WHO ARE THEY?
Hawthorne Heights began life as the Dayton, Ohio-based emo-pop group A Day in the Life in 2001. After some line-up shuffling and a name change, the quintet had signed with 2000's emo powerhouse Victory Records, who released Hawthorne Heights' debut album in 2004.
In hindsight, the band's career reads as a cautionary tale of being passionate, young, and naïve and the pitfalls that come with those attributes. In other words, everything that could have gone wrong for a fledging rock band with stars in its eyes went very wrong. After a honeymoon period with their record label and some impressive early success, Hawthorne Heights was roasted by shady business tactics from Victory and ensuing lawsuits between the two parties, unfortunately capped off by the accidental fatal overdose of guitarist Casey Calvert in 2007. It couldn't have happened to a nicer group of guys (if their public image is to be believed).
But Hawthorne Heights might have escaped footnote-to-a-footnote status had anything about their music been exceptional. It was not to be – singer J.T. Woodruff's lyrics were cliché-ridden and adolescent, Calvert's screamo bark was unintentionally comedic, and the band strict adherence to the emo rulebook of tempo changes, punk-lite guitars, with the occasional metal flourish rendered them faceless and ordinary.
This didn't prevent commercial success from an audience rabid for high-pitched vocals and guyliner in the mid-'00s. Hawthorne Heights' first two albums, The Silence in Black and White (2004) and If Only You Were Lonely (2006) sold at least a million copies between them before the sun set on the band.

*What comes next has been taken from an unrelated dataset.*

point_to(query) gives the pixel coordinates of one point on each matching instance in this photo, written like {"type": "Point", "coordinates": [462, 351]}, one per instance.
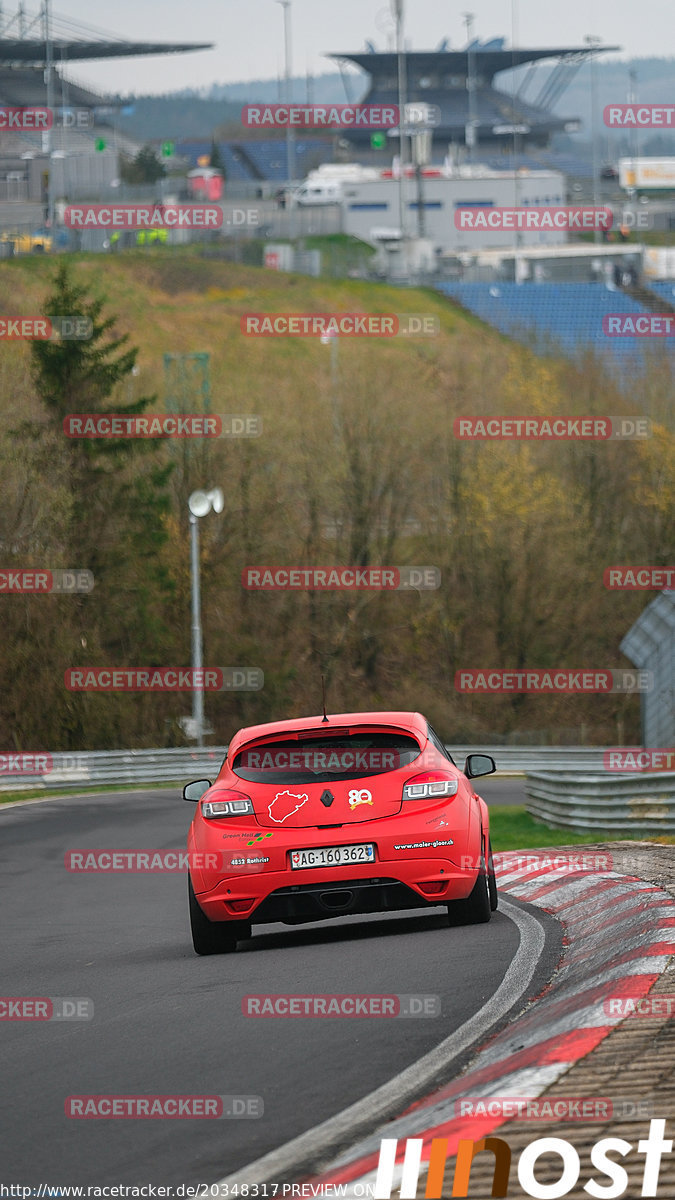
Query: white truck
{"type": "Point", "coordinates": [326, 184]}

The first post-Calvert effort, 2008's Fragile Future, was well-intentioned but forgettable, and each subsequent release from the band strayed farther from their high water mark of generic blandness.
BUY THIS ALBUM
Midwesterners: The Hits, was Victory Records goodbye kiss to Hawthorne Heights, finally free from the label after a prolonged legal battle. Released in 2010, it's misleadingly titled—this band had only two or three hits, which were moderately successful at best. In essence, Midwesterners is a sampler of the band's most listenable tracks from its first three records. Though hooks are few and far between, this should satisfy any casual listener's interest in the very odd phenomena of 2000's emo.
Hawthorne Heights had just two memorable songs: "Ohio is for Lovers" from 2004 and "Saying Sorry" from 2006. Not coincidentally, they were also their most popular songs. "Saying Sorry" is far and away the keeper of the two, toning down the bombast for a pleasant and jangly pop song.